The European Central Bank meets on Thursday with another 0.75% increase on the cards. Shane Oliver wrote at the weekend that would take the ECB’s main refinance rate to 2% and “flag more rate hikes ahead given high inflation (10% yoy in September).
“Eurozone business condition PMIs for October (Monday) and economic confidence (Friday) are expected to soften further as the impact of the area’s energy crisis deepens,” he added.
But the Bank of Japan on Friday will sit and do nothing – there could be another bout of intervention to try and support the yen now that it has breached the 150 yen to the US dollar late last week.
Shane Oliver added “there is some chance it may adjust its 10-year bond yield control to help support the Yen.” Japanese business conditions PMIs for October (Monday) and jobs data (Friday) will also be released.
The major release from America this week is the first estimate of September quarter GDP on Thursday. The US is forecast to have grown by an annual 2.3% in the period after the two successive falls in the March and June quarters.

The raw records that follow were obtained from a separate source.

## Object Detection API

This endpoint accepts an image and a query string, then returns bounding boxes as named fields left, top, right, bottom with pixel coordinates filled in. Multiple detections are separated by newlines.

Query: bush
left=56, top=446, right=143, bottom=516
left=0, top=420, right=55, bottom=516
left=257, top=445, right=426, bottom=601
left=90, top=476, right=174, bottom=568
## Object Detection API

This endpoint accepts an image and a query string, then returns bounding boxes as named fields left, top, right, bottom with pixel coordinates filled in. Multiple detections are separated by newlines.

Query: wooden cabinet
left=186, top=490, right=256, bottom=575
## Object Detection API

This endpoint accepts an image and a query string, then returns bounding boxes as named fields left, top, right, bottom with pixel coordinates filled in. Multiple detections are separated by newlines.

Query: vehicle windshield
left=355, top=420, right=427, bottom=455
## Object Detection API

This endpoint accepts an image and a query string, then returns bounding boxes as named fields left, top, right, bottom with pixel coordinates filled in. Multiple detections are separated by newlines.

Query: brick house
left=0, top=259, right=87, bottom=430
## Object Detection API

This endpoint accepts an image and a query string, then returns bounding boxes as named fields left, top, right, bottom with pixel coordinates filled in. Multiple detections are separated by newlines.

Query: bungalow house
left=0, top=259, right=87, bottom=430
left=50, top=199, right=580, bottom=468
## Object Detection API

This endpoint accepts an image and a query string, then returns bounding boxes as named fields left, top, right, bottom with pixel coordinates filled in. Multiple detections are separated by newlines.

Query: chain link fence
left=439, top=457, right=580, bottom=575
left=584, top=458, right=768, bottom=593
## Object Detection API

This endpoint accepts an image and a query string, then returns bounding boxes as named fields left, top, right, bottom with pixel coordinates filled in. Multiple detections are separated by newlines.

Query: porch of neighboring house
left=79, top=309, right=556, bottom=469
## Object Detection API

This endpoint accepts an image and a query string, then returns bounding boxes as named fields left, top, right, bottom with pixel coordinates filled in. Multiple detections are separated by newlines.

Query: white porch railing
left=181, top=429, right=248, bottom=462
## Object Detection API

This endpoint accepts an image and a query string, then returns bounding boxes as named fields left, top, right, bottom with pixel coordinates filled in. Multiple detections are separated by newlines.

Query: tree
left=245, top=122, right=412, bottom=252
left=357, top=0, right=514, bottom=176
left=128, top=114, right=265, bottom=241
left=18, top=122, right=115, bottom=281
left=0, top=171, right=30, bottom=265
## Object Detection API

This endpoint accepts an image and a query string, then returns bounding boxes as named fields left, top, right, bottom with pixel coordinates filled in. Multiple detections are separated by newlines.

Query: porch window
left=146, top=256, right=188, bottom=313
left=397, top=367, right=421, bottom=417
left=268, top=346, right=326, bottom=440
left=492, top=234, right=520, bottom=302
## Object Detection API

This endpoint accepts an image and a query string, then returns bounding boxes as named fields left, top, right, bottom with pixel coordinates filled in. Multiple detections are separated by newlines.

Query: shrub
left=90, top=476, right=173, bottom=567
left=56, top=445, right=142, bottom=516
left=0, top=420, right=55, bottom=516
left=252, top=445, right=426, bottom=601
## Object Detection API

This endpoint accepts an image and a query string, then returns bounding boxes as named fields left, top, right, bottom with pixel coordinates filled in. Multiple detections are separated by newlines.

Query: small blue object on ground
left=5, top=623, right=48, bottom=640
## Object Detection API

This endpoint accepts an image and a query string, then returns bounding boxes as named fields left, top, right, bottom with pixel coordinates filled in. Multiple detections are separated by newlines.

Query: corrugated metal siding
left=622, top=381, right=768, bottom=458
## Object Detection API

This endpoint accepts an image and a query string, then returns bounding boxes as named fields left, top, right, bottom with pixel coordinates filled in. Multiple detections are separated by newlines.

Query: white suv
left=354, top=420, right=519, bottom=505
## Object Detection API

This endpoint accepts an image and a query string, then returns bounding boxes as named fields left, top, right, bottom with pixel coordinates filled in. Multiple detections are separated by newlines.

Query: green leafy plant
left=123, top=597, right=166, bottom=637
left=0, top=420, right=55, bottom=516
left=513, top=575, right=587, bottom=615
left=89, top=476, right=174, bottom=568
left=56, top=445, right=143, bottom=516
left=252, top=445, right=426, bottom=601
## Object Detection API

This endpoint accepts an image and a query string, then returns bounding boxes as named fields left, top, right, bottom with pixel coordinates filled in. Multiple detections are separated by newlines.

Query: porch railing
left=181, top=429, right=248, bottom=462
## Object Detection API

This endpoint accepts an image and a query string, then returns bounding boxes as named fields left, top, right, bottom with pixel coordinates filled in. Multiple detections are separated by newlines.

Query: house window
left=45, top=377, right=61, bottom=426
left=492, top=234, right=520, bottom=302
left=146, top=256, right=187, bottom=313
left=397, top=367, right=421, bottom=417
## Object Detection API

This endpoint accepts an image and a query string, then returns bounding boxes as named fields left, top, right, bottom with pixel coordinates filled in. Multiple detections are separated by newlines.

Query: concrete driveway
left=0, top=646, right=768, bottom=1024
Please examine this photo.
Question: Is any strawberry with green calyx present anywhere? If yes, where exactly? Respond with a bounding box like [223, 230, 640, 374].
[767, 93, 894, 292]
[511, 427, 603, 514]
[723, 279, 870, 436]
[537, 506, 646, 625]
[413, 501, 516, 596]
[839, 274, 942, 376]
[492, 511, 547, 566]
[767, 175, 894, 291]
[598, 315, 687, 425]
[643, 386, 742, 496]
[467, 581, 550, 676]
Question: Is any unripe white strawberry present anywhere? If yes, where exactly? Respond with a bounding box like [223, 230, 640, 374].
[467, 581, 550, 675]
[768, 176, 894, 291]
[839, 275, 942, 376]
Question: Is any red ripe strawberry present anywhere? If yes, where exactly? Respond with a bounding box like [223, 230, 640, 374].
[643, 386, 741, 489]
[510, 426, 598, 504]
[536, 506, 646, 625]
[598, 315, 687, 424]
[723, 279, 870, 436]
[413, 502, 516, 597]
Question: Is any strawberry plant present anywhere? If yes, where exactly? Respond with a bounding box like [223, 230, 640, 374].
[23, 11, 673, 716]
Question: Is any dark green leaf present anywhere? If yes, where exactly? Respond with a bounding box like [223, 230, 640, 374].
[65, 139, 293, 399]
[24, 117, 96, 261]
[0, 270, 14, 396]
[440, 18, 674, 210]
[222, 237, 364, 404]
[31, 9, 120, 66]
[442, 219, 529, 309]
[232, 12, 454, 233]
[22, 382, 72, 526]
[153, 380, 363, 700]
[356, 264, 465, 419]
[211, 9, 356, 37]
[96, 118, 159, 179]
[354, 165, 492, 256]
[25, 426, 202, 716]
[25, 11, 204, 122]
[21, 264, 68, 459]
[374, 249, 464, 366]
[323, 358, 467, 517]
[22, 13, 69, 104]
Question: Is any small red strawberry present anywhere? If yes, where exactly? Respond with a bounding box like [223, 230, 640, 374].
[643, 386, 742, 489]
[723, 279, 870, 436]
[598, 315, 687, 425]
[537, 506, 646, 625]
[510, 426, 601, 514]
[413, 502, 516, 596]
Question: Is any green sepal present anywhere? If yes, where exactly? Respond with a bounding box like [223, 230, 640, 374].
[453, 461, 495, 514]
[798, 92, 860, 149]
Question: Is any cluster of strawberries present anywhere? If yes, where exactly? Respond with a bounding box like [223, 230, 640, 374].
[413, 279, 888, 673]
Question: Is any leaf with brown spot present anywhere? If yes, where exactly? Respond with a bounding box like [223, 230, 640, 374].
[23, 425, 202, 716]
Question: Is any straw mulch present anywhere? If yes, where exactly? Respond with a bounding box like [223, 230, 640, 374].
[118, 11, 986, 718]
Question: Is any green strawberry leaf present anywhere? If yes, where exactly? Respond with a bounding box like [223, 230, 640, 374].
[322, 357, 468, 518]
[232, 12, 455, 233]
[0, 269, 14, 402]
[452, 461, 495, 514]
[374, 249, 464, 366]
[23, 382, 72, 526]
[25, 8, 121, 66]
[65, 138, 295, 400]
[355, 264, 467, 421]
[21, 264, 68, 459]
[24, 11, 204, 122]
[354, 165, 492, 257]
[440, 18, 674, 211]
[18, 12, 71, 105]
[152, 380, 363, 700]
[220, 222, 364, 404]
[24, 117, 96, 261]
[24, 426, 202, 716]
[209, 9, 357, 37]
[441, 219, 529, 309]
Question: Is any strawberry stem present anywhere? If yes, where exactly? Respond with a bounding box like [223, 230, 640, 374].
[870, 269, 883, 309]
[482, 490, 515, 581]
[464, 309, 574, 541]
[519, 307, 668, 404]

That should see GDP growth for the year turn positive after the annual 1.1% fall across the first two quarters.
Dr Oliver says other data this week – plus the October business activity surveys home prices for September and consumer confidence for this month – are expected Tuesday, home sales data Wednesday and Friday, durable goods orders on Thursday.
Friday sees the release of September core private final consumption deflator inflation and consumption data (the Fed’s favourite inflation measure) is expected to rise to an annual rate of 5.2% from 4.9%.
The September quarter earnings reporting season will continue. Besides Apple and Amazon, reports are expected from Twitter, Meta (Facebook), Alphabet, Boeing, US Steel, Shopify, Chevron, 3M, Caterpillar, Ford, General Motors, Exxon, Peabody Energy, General Dynamics, GE, ADM, Coca Cola, McDonald’s. Visa, Mastercard, Paramount, Comcast, Honeywell, Tech Resources, and Kraft Heinz.
Of interest in Australia will be the third quarter financials from Vale, the big Brazilian iron ore miner (and copper and nickel producer) towards the end of this week.
Besides the budget and the CPI release, there’s also data on producer prices and on international trade indices. The ANZ releases full year results, Macquarie Bank releases interim figures and Resmed is down to release third quarter figures.
The final spate of quarterly reports is due – South32 and OZ Minerals are due to release today, Newcrest and Fortescue Metals on Thursday.
China’s data to be released includes GDP for the September quarter (2.8% qoq rebound after a 2.6% qoq contraction in the June quarter taking annual growth up to 3.3% yoy (from just 0.4% in the June quarter).
September activity data is likely to remain soft though with industrial production up 4.8% yoy and retail sales up 3.0% yoy. Import and export growth are expected to slow further.